To Live and Die in Hicksville., 8 August 2011
Author:
dunmore_ego from Los Angeles, California
*** This review may contain spoilers ***
Sex in a small town. And more sex. And more sex...
In 1951 Anarene, Texas, there's not much to do except be an
angst-ridden teen and feel up chicks in the dark of the old movie
theater. But small town life is crawling to a close, and the teens in
THE LAST PICTURE SHOW, like the town of Anarene itself, are thrown into
the world with their naïveté on stun and their hormones on kill.
The bad economy (isn't it always?) has forced the movie theater to
close. Soon there will be a last picture show. And the dull meaningless
void beckons. The teens are antsy, drunk, irresponsible; the adults,
worn out, cynical, devoid of dreams.
From a novel by Larry McMurtry, Peter Bogdanovich co-writes and directs
this frank, forward tale of a small community fragmenting as the old
guard is replaced with teen beat. With the death of the town's tacit
head, Sam the Lion (Ben Johnson), the townsfolk and teens who regarded
him a stabilizing force are suddenly rudderless.
Duane (volatile Jeff Bridges) and Sonny (soulful Timothy Bottoms) are
best friends, high school graduates gawping at the threshold of life
without a clue. Jacy (Cybill Shepherd) is the teen tease every boy
lusts after - she's Duane's girl, but has no qualms in cozying up to a
rich college boy to further her prospects.

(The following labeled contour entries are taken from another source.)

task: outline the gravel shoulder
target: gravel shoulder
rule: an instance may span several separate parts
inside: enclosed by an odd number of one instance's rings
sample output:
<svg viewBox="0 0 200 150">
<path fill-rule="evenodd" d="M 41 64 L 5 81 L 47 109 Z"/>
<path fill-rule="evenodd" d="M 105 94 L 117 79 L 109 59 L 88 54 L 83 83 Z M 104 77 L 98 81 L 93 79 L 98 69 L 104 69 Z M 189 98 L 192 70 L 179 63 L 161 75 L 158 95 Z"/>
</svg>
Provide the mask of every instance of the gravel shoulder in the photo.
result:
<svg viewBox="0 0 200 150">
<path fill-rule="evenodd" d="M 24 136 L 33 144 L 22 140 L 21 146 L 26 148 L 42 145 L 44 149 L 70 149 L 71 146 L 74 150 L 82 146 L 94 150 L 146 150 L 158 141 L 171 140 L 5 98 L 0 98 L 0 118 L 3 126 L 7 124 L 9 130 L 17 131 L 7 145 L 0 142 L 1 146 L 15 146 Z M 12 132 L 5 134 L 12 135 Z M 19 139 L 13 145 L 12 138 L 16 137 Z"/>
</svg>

Shepherd plays Jacy with a callousness that prompted the invention of
the c-word; using sex academically, as a weapon. She accepts an
invitation by Randy Quaid (so young he looks like little brother
Dennis) to a pool party only to get closer to the rich boy; on this
same night, Duane gives her a watch bought with six months savings,
which she callously takes off - along with her clothes - and dives
naked into the pool for the rich boy. Rich boy tells her "Come see me
when you're not a virgin," so she deflowers herself dutifully with
Duane (who adopts the studly strut - until he realizes she was only
prepping herself for the richie).
Meanwhile, MILF Ruth (Cloris Leachman) cozies up to teen Sonny while
her husband Coach Popper is at school coaching Sonny's basketball team.
Back when Cloris Leachman was only in her 40s, she was surprisingly
svelte and sexy, yet it wasn't from her cardboard emotionlessness or
pointy bra - it was her sexual forthrightness, openly seducing Sonny
with a frankness that we don't see in modern American cinema.
When Jacy eventually elopes with Sonny she doesn't allow him to touch
her in the car on the way to their honeymoon; as with all her relations
it is purely academic, simply so she wouldn't be an old maid in a small
town. When they are caught and she is forced away from him, it is not
the usual tearful rending of two lovers; she gives him an ambivalent
look, gets into another car and doesn't look back as it drives off.
Then - Clu Gulager, renowned C-actor and bane of MYSTERY SCIENCE
THEATER 3000, boyfriend to Jacy's mother (Ellen Burstyn, also looking
young and MILF-y), seduces Jacy on a pool table, who acquiesces with
nary a movement.
No such thing as foreplay in this town, which is a refreshing change
from all those mid-Americana teen movies where kids spend endless hours
necking necking necking. Yet there is also dearth of emotion.
Bogdanovich is intent on showing us how clinical, uncomfortable and
embarrassing sex is, almost an unnatural act with its participants
autonomously going through motions without knowing why.
And on the opposite side of the life-creating act, there is death.
Tragedy must necessarily dog a town on the threshold of change. Or does
this much shtupping. And Bogdanovich pours out the tragedy in equal
amounts.
THE LAST PICTURE SHOW is the reality that happens after the cameras
stop rolling on any given episode of HAPPY DAYS.